Quand Freud dissèque Donald Trump : une plongée au cœur de la psyché

C'est une rencontre temporelle impossible, et pourtant terriblement tentante. Imaginer le père de la psychanalyse, Sigmund Freud, avec son carnet et son cigare, observant le 45e président des États-Unis, Donald Trump. Que verrait l'Autrichien derrière le masque oratoire et la gestuelle théâtrale de l'Américain ? Il va sans dire que Freud n'analyserait pas le politique, mais l'appareil psychique de l'individu, les forces souterraines qui le gouvernent.

On pourrait imaginer que Freud commencerait par observer ce qu'il appelait le "Ça". Ce réservoir de pulsions archaïques, agressives et égoïstes, qui cherche la gratification immédiate sans se soucier des conséquences.
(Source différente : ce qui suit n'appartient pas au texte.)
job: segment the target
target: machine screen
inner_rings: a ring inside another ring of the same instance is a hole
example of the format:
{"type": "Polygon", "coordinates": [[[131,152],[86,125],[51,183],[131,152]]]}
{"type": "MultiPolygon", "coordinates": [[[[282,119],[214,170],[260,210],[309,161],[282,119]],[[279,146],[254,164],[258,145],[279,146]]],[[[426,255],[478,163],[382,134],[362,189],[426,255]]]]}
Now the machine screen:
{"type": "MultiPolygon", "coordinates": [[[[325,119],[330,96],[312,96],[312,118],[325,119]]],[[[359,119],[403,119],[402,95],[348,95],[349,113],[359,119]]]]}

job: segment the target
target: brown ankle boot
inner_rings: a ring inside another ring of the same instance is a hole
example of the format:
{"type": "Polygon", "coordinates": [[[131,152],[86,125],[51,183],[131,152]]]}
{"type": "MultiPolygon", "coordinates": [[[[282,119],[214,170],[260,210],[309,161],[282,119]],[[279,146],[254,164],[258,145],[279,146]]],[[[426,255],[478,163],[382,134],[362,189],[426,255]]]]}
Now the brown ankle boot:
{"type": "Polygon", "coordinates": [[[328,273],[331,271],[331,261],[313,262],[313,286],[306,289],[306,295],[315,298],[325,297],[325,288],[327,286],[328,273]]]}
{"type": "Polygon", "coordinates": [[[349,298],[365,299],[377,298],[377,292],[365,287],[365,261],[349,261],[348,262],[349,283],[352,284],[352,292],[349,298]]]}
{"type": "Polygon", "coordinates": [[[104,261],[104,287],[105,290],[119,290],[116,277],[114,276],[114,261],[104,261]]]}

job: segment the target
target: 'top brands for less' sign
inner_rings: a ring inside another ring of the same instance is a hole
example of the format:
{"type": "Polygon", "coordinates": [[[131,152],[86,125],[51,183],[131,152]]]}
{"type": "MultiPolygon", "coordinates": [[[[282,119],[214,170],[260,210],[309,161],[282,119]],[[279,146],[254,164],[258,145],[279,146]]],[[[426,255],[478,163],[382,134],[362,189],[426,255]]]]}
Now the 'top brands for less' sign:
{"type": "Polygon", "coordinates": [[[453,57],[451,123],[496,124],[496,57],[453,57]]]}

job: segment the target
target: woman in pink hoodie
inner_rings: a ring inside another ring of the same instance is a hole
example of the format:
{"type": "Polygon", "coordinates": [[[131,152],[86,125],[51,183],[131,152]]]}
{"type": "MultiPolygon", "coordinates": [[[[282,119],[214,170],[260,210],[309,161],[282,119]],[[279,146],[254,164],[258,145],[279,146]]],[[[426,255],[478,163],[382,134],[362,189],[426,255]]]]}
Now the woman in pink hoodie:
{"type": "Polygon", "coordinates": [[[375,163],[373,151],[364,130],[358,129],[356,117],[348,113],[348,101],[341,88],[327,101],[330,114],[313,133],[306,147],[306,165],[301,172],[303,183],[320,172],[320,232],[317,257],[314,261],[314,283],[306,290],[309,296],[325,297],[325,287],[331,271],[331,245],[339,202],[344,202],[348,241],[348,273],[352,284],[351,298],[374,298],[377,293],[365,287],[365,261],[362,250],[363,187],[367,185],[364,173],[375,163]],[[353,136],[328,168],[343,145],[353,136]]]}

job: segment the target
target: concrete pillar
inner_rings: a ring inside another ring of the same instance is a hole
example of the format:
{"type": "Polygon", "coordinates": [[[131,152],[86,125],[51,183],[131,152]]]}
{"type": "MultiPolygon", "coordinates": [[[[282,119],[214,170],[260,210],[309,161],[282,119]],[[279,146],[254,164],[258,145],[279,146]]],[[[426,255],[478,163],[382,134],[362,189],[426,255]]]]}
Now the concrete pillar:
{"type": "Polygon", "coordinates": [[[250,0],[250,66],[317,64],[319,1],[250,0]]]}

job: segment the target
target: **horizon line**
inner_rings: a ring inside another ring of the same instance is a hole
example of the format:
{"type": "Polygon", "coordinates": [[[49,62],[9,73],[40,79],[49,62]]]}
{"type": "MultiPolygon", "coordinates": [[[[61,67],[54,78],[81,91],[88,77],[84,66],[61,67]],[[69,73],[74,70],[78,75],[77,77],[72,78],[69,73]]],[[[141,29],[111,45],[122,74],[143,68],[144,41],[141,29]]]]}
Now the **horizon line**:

Chez le sujet observé, ce "Ça" semble débridé, s'exprimant sans le filtre habituel de la censure sociale ou morale. L'impulsivité, la revendication constante de puissance et le rejet des règles établies sont des manifestations classiques d'un "Ça" dominant.

Le narcissisme, ensuite. Ce concept clé freudien trouverait ici un terrain d'application particulièrement riche. Freud verrait probablement une "hypertrophie du Moi", une soif insatiable d'admiration, une conviction profonde de sa propre infaillibilité et une incapacité chronique à concevoir l'empathie. C'est une forme de narcissisme secondaire, où toute l'énergie libidineuse est redirigée vers le Moi, coupant le sujet de la réalité des autres.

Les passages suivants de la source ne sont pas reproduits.